The contract for the production of the thousand acres of beans encompassed all six planters in concert, and negotiations were made in concert. The evidence indicates that the processor considered this as one transaction for the purchase of one thousand acres of green beans. The only other evidence of contact which Humboldt Foods, Inc. had with the state of Mississippi was the fact that another planter (Mr. Stovall) sold his beans to *239 the plaintiff corporation after his planned outlet did not mature. As in Ross Construction Company, Inc. v. U. M. and M. Credit Corp., 214 So.2d 822, 828 (1968), the main business of the corporation was not carried on in Mississippi; it was carried on in Tennessee.
The defendant cites and relies upon Case v.

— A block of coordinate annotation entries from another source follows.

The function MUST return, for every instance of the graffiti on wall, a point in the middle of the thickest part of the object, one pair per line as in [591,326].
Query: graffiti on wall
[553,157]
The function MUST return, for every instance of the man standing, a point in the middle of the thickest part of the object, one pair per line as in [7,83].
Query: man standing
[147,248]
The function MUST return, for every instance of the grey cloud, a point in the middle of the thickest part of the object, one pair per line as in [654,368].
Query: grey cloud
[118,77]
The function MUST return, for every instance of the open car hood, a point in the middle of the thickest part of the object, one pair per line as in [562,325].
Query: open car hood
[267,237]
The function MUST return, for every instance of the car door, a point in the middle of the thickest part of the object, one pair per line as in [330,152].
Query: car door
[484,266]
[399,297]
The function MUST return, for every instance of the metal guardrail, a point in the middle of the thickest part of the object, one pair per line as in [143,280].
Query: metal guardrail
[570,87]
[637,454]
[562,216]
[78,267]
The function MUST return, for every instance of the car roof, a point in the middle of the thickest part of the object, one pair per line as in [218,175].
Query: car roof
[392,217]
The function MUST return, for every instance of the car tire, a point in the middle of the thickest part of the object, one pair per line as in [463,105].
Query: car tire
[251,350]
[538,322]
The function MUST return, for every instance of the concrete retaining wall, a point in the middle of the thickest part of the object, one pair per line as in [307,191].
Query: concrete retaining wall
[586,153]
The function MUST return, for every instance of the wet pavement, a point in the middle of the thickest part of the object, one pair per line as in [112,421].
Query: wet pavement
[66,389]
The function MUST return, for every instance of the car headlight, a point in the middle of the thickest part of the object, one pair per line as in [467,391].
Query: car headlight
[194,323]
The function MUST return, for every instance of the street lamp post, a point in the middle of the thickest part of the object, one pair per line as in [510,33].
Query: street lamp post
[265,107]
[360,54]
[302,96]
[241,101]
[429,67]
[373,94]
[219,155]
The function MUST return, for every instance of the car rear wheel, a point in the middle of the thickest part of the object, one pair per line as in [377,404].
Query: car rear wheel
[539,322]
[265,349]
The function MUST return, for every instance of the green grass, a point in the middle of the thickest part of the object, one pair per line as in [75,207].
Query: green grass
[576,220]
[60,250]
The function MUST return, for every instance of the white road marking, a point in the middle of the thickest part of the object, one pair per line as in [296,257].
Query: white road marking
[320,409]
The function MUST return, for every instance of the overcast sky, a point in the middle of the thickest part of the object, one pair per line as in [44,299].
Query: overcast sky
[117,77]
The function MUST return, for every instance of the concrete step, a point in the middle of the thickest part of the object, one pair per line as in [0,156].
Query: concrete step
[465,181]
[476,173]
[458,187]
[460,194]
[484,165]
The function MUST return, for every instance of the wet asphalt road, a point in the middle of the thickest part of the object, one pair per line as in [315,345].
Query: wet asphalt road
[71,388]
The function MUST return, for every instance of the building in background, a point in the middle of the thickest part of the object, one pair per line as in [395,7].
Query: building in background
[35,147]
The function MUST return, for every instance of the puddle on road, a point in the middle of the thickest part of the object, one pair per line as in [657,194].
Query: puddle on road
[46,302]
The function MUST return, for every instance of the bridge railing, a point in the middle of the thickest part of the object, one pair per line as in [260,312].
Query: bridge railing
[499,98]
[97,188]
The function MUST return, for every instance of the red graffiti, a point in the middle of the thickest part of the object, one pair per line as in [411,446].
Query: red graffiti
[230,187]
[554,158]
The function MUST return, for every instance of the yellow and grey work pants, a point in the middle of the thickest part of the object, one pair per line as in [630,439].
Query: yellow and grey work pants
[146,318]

Mills Novelty Co., 187 Miss. 673, 193 So. 625, 126 A.L.R. 1102 (1940), which case involved the sale of an ice cream dispenser to a Mississippi merchant by a corporation doing business in Chicago, Illinois. The corporation accepted a written order in Chicago from the Mississippi merchant. The dispenser was shipped to the merchant in Mississippi where it was accepted and used. The purchase money not having been paid, an action in replevin was instituted by the corporation for possession of the dispenser. Since the corporation had not filed a copy of its charter with the Secretary of State as required by law, the defendant contended that the sale was void because the corporation was doing business in the state of Mississippi. The contract of sale provided for servicing the dispenser for a period of a year on a gratis basis. The Mississippi Supreme Court held that the servicing constituted acts of a local nature and were not essential to the making of the sale and the delivery of the ice cream dispenser. In denying the corporation recovery, the Court said:
"The servicing of this ice cream dispenser was purely a local transaction, not incidental to or necessary for the formation of the sales contract."
Case, supra, page 679, 193 So. page 626.
In the case at bar the facts show that the acts performed by the processor in Mississippi were incidental to and necessary for the formation of the contract. The processor had the obligation of harvesting the beans and he performed this obligation by contracting with a third party, a Mr. Woods, to come from Michigan with the proper equipment and harvest the beans. It was necessary for the formation of the contract that the parties have the proper equipment and experienced people to harvest the beans. Once the beans had been harvested it was necessary that they be delivered to the processor in Tennessee. The trips which the representative of the processor made to Mississippi were not required by the contract and were incidental to the entire transaction. Taken as a whole, the transaction was interstate in nature and was initiated by the Mississippi residents travelling to Tennessee.
After a careful consideration, the Court has reached the conclusion that Humboldt Foods, Inc. did not have such substantial, regular contacts with the state of Mississippi so that it was transacting business under the terms of Mississippi Code Annotated, Section 5309-239 (Supp.1964).
In accordance with the Opinion signed today, it is
Ordered:
That the defendant's motion to dismiss for lack of capacity to sue is denied.